Penelitian lain di Etiopia mendapatkan temuan yang tidak sesuai dengan penelitian ini,
kesesuaian antara uji aglutinasi tabung Widal (titrasi) dan kultur tinja adalah 0,33 (kappa =
0,32) sedangkan penelitian ini menemukan kesesuaian yang sangat kecil. 
Hal ini menunjukkan bahwa hasil uji Widal dalam diagnosis demam tifoid cenderung kurang
sesuai dengan kultur feses
KESIMPULAN
Dari penelitian tersebut, uji Widal memiliki spesifisitas dan PPV yang rendah, tetapi memiliki
sensitivitas yang tinggi dan NPV yang baik dengan kultur feses. Menggunakan uji Widal
tunggal sebagai satu-satunya uji laboratorium untuk diagnosis demam tifoid akan
menghasilkan diagnosis yang salah. Tes Widal tidak sesuai dengan kultur darah dan kultur
feses; Kultur tinja memiliki kesesuaian yang baik dengan kultur darah. Ini berarti tes Widal
tidak boleh digunakan sendiri tetapi dikombinasikan dengan tes kultur darah/tinja.
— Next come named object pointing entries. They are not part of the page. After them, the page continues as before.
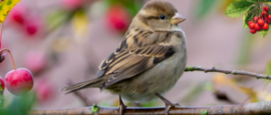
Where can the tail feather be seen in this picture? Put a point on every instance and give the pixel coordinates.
(98, 82)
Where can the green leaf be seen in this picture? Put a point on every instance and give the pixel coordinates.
(247, 17)
(268, 68)
(204, 6)
(204, 112)
(21, 105)
(263, 33)
(236, 8)
(255, 1)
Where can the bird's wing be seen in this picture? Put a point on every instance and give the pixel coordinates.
(130, 60)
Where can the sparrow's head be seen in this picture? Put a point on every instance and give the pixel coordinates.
(159, 15)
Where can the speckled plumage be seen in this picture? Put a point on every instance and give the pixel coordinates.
(150, 58)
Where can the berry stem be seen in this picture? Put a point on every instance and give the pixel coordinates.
(10, 56)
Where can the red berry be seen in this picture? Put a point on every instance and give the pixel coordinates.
(265, 26)
(31, 29)
(255, 19)
(264, 13)
(260, 22)
(19, 81)
(252, 25)
(266, 8)
(253, 31)
(257, 27)
(2, 83)
(118, 18)
(35, 61)
(268, 21)
(250, 22)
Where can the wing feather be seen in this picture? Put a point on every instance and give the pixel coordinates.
(135, 55)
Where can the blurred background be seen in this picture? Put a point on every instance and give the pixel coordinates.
(64, 41)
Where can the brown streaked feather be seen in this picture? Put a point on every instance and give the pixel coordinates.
(135, 55)
(98, 82)
(144, 39)
(133, 64)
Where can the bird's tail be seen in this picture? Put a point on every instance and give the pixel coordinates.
(98, 82)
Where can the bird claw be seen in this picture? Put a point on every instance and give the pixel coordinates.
(169, 105)
(122, 106)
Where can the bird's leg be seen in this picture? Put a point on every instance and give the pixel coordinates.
(167, 102)
(122, 106)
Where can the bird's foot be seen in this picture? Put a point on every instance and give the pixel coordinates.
(167, 103)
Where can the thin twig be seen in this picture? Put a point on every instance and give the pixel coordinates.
(233, 72)
(247, 109)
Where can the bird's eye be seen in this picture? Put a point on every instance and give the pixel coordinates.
(162, 17)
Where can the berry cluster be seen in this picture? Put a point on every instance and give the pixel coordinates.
(260, 22)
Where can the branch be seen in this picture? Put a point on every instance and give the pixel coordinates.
(247, 109)
(233, 72)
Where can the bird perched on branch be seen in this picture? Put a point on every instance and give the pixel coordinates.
(148, 61)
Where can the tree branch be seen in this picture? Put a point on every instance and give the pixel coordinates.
(233, 72)
(247, 109)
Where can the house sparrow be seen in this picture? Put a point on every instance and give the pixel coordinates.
(148, 61)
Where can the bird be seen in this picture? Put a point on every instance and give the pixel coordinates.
(149, 60)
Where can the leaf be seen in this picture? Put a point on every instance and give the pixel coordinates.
(57, 19)
(263, 33)
(204, 6)
(236, 8)
(247, 16)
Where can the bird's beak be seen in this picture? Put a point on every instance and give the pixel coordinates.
(177, 18)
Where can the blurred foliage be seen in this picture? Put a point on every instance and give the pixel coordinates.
(204, 7)
(245, 49)
(133, 6)
(1, 96)
(19, 105)
(5, 7)
(254, 96)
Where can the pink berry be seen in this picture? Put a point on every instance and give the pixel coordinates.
(19, 81)
(257, 27)
(35, 61)
(255, 19)
(118, 18)
(253, 31)
(18, 14)
(72, 4)
(2, 83)
(264, 13)
(252, 25)
(260, 22)
(269, 17)
(265, 26)
(266, 8)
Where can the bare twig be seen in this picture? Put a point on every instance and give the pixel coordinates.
(80, 96)
(233, 72)
(247, 109)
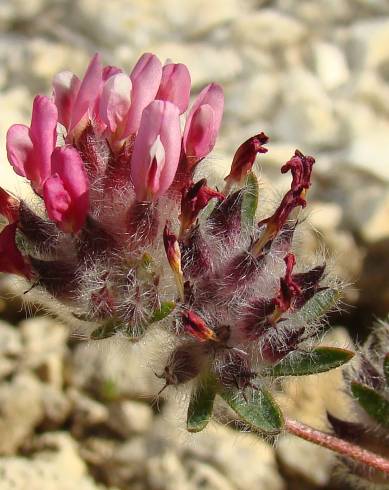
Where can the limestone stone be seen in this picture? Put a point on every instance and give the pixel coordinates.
(330, 65)
(268, 28)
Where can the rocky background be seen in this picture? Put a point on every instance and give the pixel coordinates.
(312, 75)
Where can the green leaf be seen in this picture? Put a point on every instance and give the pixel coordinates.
(319, 305)
(201, 403)
(372, 402)
(163, 311)
(316, 361)
(386, 368)
(250, 199)
(104, 331)
(259, 411)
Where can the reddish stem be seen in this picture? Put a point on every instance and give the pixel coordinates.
(337, 445)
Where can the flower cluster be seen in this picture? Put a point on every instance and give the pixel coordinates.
(124, 236)
(367, 383)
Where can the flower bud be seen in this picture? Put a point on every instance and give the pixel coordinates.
(156, 151)
(66, 192)
(203, 123)
(29, 149)
(175, 85)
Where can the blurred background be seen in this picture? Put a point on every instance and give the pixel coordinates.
(313, 75)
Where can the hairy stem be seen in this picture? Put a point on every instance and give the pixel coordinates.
(337, 445)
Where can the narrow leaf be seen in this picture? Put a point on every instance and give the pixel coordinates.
(165, 308)
(259, 411)
(386, 368)
(372, 402)
(250, 200)
(319, 305)
(319, 360)
(104, 331)
(201, 403)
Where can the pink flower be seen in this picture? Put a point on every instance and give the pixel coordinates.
(156, 151)
(9, 206)
(11, 260)
(175, 85)
(29, 148)
(203, 122)
(115, 103)
(76, 99)
(145, 78)
(66, 192)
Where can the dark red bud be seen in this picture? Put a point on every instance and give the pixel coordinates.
(244, 157)
(11, 260)
(196, 257)
(9, 206)
(195, 197)
(195, 326)
(288, 288)
(225, 220)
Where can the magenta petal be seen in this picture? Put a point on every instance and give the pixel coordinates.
(66, 192)
(43, 134)
(29, 149)
(89, 91)
(109, 71)
(65, 89)
(19, 148)
(156, 151)
(212, 96)
(11, 260)
(115, 100)
(201, 136)
(145, 78)
(175, 85)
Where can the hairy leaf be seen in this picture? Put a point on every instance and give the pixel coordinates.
(250, 199)
(386, 368)
(163, 311)
(201, 403)
(372, 402)
(318, 360)
(319, 305)
(259, 411)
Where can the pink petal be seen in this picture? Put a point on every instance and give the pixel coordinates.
(156, 150)
(9, 206)
(19, 147)
(211, 95)
(109, 71)
(175, 85)
(201, 137)
(66, 192)
(66, 86)
(145, 78)
(43, 134)
(115, 100)
(29, 149)
(11, 260)
(89, 91)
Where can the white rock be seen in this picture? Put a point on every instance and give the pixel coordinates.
(252, 98)
(268, 28)
(198, 17)
(330, 65)
(21, 411)
(206, 63)
(129, 417)
(44, 347)
(307, 114)
(304, 459)
(369, 142)
(58, 466)
(368, 41)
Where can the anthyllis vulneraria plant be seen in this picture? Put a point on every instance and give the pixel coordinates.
(127, 239)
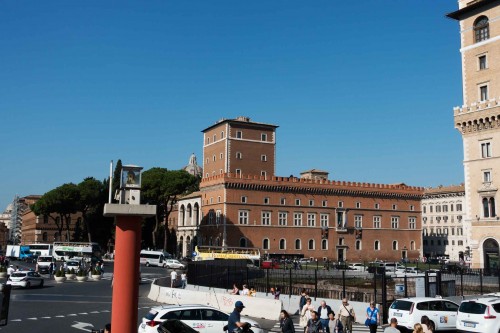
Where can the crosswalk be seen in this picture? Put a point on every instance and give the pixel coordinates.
(356, 328)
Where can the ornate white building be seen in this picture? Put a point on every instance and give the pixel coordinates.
(443, 228)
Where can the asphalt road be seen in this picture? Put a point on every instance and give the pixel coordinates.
(75, 306)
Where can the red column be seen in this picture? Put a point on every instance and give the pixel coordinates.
(126, 274)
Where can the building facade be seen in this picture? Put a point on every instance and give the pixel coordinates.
(244, 204)
(478, 121)
(443, 230)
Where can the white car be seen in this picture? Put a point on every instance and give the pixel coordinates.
(479, 315)
(173, 263)
(25, 279)
(357, 266)
(409, 311)
(202, 318)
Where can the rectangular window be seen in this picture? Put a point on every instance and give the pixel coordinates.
(482, 62)
(486, 149)
(311, 219)
(395, 222)
(282, 218)
(412, 222)
(487, 176)
(243, 216)
(266, 218)
(324, 220)
(358, 221)
(483, 93)
(297, 219)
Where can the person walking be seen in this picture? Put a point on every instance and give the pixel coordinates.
(305, 314)
(347, 315)
(392, 328)
(324, 312)
(184, 280)
(334, 324)
(314, 324)
(372, 317)
(286, 323)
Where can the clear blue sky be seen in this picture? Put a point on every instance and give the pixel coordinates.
(362, 89)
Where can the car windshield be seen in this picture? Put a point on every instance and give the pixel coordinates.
(401, 305)
(472, 307)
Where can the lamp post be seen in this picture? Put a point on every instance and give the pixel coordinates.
(128, 214)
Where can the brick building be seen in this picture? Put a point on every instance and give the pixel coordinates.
(244, 204)
(478, 121)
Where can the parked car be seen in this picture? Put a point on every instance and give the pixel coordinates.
(479, 315)
(174, 263)
(25, 279)
(357, 266)
(196, 316)
(409, 311)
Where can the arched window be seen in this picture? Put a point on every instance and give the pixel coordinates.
(481, 29)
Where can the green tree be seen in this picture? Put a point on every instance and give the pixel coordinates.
(162, 187)
(92, 197)
(58, 204)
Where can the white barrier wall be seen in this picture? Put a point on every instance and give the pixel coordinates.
(263, 306)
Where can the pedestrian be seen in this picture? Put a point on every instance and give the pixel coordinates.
(305, 314)
(314, 324)
(302, 301)
(347, 315)
(417, 328)
(372, 317)
(426, 324)
(234, 321)
(173, 278)
(286, 323)
(324, 314)
(393, 327)
(334, 324)
(184, 280)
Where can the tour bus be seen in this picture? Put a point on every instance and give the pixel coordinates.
(85, 250)
(41, 249)
(153, 258)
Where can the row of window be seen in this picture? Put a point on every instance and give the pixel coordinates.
(443, 208)
(324, 219)
(324, 203)
(443, 232)
(445, 242)
(239, 135)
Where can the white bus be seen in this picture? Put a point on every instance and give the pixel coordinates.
(86, 251)
(41, 249)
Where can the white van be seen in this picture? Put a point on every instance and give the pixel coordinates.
(153, 258)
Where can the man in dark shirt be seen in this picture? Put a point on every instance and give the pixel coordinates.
(234, 320)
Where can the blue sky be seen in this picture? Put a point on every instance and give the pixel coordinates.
(362, 89)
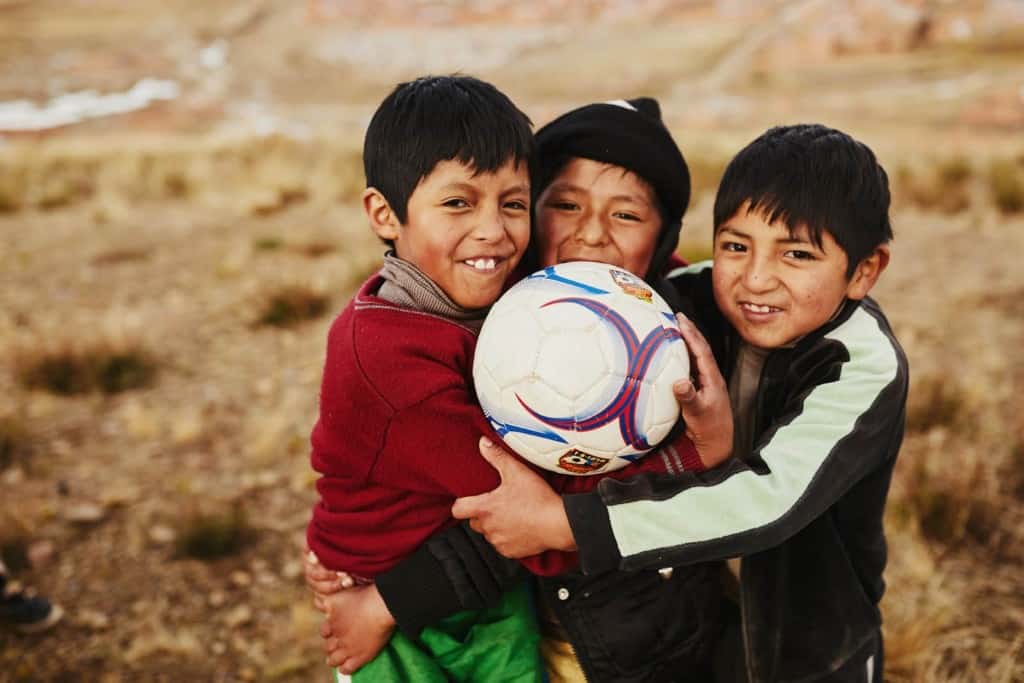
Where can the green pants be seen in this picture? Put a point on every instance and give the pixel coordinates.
(496, 644)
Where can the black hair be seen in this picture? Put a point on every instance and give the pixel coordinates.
(629, 134)
(811, 175)
(439, 118)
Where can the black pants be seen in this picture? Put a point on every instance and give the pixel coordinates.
(730, 667)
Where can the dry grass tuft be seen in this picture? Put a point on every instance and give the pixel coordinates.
(14, 553)
(292, 305)
(267, 244)
(103, 368)
(212, 534)
(315, 249)
(1007, 186)
(116, 256)
(706, 173)
(694, 253)
(266, 173)
(936, 401)
(944, 187)
(14, 443)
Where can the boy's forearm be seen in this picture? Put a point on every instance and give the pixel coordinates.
(455, 569)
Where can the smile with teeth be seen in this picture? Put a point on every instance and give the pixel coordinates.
(482, 264)
(759, 308)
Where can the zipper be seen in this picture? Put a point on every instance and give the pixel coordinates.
(748, 659)
(560, 612)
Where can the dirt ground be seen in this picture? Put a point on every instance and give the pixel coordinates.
(168, 229)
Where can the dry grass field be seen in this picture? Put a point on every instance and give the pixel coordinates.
(167, 276)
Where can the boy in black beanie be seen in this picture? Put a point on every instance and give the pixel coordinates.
(612, 186)
(818, 385)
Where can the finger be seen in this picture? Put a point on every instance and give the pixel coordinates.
(704, 359)
(469, 507)
(685, 391)
(496, 455)
(502, 459)
(348, 667)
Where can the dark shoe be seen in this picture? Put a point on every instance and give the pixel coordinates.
(28, 612)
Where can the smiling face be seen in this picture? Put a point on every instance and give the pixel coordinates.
(465, 230)
(598, 212)
(775, 287)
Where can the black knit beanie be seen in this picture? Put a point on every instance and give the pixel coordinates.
(630, 134)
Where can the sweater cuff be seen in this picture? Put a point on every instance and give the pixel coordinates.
(417, 592)
(592, 528)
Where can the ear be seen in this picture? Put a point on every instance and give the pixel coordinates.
(382, 218)
(867, 272)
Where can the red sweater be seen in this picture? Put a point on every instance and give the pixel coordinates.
(397, 438)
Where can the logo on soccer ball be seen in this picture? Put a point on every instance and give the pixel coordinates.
(631, 285)
(578, 462)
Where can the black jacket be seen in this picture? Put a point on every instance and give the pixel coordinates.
(805, 511)
(625, 626)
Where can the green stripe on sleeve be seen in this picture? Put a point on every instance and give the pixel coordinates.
(798, 451)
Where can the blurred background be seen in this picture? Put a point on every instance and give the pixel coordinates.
(178, 226)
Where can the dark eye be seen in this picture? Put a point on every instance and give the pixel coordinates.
(801, 255)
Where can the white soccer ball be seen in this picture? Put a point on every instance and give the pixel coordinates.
(574, 367)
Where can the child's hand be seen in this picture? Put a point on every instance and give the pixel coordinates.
(356, 628)
(706, 408)
(523, 516)
(322, 581)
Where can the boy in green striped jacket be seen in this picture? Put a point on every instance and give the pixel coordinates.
(817, 384)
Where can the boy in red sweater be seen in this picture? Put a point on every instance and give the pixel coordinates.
(446, 163)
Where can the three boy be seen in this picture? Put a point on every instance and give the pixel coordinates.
(818, 385)
(395, 442)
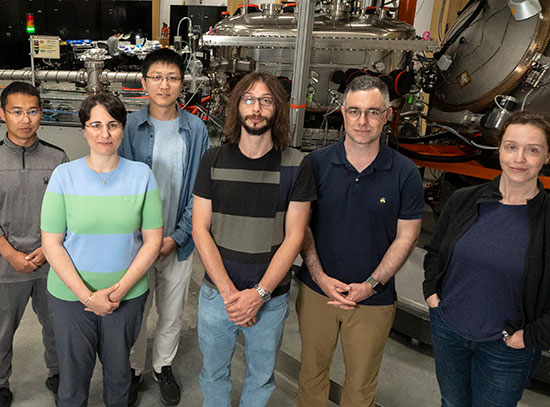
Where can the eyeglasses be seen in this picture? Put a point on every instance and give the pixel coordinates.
(370, 114)
(264, 100)
(159, 78)
(20, 114)
(98, 126)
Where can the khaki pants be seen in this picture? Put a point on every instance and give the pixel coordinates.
(363, 332)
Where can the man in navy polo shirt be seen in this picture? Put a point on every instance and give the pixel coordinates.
(364, 225)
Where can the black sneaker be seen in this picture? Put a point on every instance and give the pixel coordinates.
(134, 389)
(169, 389)
(5, 397)
(52, 383)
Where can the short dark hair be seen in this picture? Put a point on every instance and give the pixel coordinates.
(280, 133)
(539, 120)
(24, 88)
(367, 82)
(110, 102)
(164, 56)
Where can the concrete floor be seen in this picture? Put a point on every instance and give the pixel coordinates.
(407, 377)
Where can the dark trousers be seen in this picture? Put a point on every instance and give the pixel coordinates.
(13, 301)
(80, 335)
(479, 374)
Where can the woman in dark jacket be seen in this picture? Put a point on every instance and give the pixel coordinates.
(487, 276)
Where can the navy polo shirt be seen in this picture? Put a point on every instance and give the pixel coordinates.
(354, 219)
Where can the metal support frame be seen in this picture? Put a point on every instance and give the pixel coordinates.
(302, 56)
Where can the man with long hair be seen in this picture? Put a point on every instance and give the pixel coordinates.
(251, 204)
(26, 164)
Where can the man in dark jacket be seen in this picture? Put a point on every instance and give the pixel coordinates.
(25, 167)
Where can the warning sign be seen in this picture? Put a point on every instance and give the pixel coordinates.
(45, 46)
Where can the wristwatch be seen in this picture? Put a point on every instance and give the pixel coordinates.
(376, 285)
(264, 294)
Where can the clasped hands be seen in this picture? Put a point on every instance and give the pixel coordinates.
(242, 307)
(342, 295)
(105, 301)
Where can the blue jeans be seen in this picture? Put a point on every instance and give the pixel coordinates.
(479, 374)
(217, 336)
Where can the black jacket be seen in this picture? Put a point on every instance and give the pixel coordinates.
(460, 213)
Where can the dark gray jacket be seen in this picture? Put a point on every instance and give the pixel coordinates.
(24, 175)
(460, 213)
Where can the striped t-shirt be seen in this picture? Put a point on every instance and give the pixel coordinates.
(250, 198)
(102, 216)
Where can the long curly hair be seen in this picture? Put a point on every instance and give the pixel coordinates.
(280, 131)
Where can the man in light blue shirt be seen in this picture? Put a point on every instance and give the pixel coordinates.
(171, 142)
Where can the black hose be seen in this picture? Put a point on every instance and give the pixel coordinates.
(470, 20)
(424, 139)
(438, 158)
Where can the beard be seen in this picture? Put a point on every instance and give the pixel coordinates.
(257, 131)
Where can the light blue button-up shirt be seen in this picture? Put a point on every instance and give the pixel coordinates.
(137, 145)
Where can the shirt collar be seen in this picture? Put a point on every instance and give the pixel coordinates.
(383, 160)
(142, 117)
(14, 147)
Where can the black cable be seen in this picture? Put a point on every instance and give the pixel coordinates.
(438, 158)
(424, 139)
(470, 20)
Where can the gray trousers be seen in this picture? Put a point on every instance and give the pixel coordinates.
(13, 301)
(81, 335)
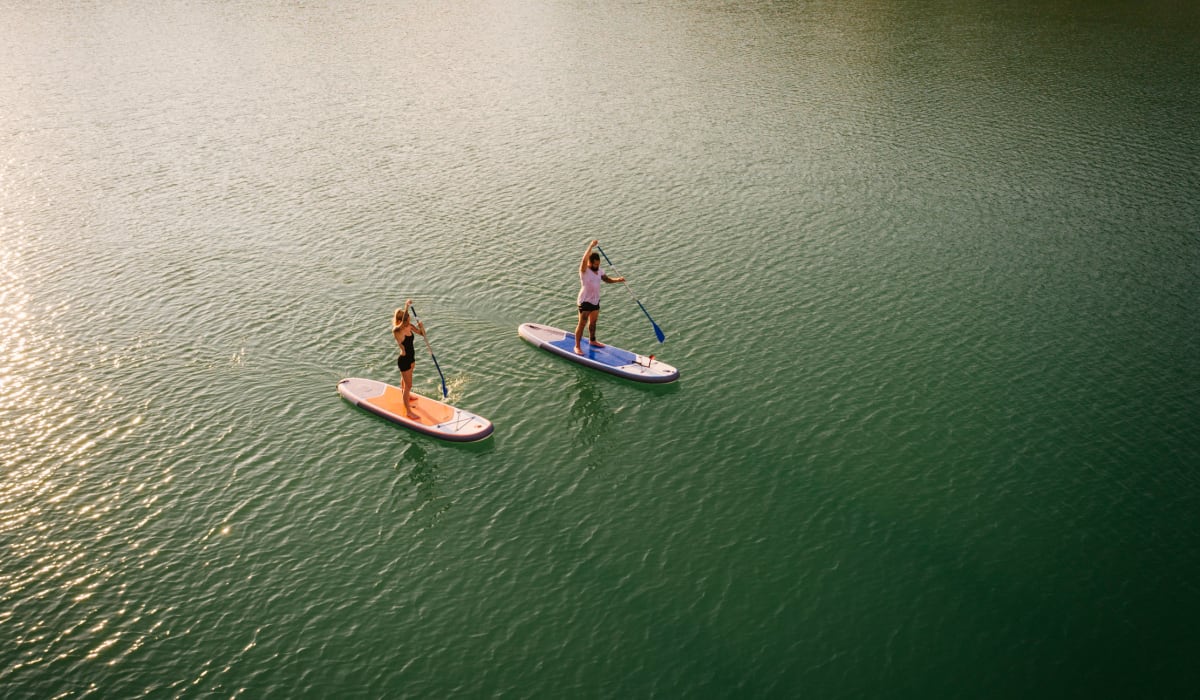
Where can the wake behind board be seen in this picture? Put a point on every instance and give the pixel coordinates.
(607, 358)
(432, 416)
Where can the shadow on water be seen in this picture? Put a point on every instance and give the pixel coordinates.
(423, 474)
(591, 414)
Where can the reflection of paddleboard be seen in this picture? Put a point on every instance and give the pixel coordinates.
(607, 358)
(432, 417)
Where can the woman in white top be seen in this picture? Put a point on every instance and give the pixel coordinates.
(591, 275)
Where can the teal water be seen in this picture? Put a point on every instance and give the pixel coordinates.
(929, 271)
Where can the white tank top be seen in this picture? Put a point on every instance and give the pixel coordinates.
(589, 286)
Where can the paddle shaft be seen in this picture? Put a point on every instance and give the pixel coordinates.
(658, 331)
(445, 392)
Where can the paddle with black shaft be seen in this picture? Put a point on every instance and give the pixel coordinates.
(658, 331)
(429, 347)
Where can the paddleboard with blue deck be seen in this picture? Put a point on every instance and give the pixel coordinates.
(432, 416)
(607, 358)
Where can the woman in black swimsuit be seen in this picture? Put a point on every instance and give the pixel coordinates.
(402, 329)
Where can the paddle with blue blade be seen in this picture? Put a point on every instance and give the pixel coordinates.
(425, 336)
(658, 331)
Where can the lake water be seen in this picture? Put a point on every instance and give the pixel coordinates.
(930, 271)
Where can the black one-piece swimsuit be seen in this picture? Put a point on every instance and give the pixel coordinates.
(405, 362)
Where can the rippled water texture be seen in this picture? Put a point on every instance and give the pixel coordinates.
(929, 271)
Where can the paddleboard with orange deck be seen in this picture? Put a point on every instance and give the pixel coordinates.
(432, 416)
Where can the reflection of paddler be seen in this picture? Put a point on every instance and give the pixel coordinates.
(402, 329)
(591, 275)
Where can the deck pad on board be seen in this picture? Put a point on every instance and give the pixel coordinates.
(432, 416)
(607, 358)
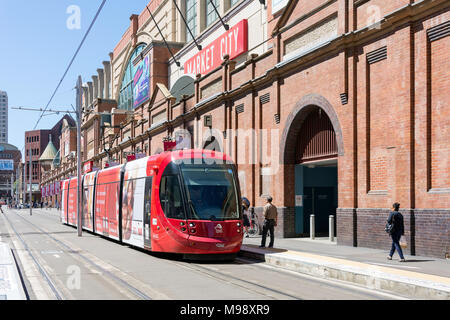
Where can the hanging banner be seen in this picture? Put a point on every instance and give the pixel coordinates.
(141, 82)
(234, 42)
(7, 165)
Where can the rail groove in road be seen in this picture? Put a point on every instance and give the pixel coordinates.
(112, 276)
(236, 281)
(39, 266)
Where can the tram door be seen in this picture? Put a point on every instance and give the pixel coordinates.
(147, 212)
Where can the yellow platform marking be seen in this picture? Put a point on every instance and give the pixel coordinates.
(393, 271)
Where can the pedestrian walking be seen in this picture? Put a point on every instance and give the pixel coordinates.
(270, 222)
(246, 215)
(396, 219)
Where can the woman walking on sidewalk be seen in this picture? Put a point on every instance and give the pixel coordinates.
(398, 230)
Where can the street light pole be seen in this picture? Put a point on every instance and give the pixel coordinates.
(29, 172)
(79, 196)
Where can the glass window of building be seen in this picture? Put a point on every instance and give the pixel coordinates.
(211, 14)
(126, 90)
(191, 19)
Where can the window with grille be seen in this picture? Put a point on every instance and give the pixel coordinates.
(211, 14)
(126, 92)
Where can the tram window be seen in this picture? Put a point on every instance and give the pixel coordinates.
(170, 195)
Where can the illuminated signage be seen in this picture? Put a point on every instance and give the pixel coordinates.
(234, 42)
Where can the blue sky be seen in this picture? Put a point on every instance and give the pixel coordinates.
(36, 47)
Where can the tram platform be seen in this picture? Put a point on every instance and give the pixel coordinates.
(418, 278)
(10, 283)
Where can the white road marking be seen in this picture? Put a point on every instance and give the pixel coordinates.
(328, 281)
(392, 266)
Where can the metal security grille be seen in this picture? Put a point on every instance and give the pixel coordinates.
(439, 31)
(317, 139)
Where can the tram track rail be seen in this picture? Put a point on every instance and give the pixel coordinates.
(241, 282)
(223, 277)
(41, 269)
(88, 262)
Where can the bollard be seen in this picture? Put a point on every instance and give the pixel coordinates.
(331, 226)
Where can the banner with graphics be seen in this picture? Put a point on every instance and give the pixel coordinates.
(141, 82)
(7, 165)
(133, 202)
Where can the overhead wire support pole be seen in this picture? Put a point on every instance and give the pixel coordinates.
(199, 47)
(72, 60)
(29, 179)
(79, 195)
(154, 20)
(226, 26)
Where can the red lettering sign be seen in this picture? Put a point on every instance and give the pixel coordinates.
(88, 166)
(234, 42)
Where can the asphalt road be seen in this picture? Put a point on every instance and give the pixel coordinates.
(57, 264)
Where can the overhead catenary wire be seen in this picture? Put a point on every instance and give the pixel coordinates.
(71, 61)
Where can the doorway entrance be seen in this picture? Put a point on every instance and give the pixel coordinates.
(316, 192)
(315, 173)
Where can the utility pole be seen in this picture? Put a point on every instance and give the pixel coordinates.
(79, 195)
(29, 171)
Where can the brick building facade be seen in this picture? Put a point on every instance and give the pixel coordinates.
(340, 110)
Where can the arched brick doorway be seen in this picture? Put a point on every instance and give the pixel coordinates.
(310, 145)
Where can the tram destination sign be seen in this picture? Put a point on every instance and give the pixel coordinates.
(234, 42)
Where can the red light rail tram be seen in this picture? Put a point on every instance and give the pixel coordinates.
(185, 202)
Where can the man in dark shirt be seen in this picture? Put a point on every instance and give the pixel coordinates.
(396, 218)
(270, 222)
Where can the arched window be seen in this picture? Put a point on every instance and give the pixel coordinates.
(126, 89)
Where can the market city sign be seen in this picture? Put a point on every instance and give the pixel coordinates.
(234, 42)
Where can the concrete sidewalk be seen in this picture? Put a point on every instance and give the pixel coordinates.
(10, 283)
(417, 278)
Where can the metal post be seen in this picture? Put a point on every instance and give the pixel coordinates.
(12, 189)
(312, 227)
(78, 107)
(331, 227)
(29, 171)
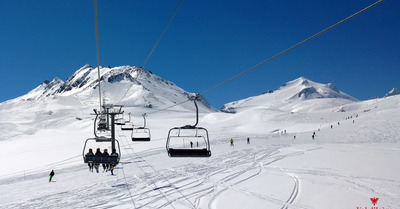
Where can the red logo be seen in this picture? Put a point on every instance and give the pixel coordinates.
(374, 200)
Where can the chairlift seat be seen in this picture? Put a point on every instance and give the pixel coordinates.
(99, 159)
(189, 152)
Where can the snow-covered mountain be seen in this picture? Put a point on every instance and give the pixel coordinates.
(352, 156)
(124, 85)
(294, 96)
(394, 91)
Nilai NPV yang tinggi berarti uji Widal hanya dapat berguna untuk mengetahui tidak sakit
pada populasi. Nilai PPV yang rendah berarti uji Widal hanya dapat berguna untuk
mengecualikan penyakit dari populasi. Kultur feses memiliki sensitivitas, spesifisitas dan PPV
yang tinggi, kultur feses lebih baik dibandingkan uji Widal.
KETERBATASAN
Hasil negatif palsu Widal mungkin karena darah dikumpulkan pada proses penyakit
awal. Pengobatan antibiotik sebelumnya juga dapat menyebabkan tes kultur darah
negatif. Uji aglutinasi Widal asli dideskripsikan menggunakan serum berpasangan yang
diperoleh dengan jarak 10 hari hingga 2 minggu.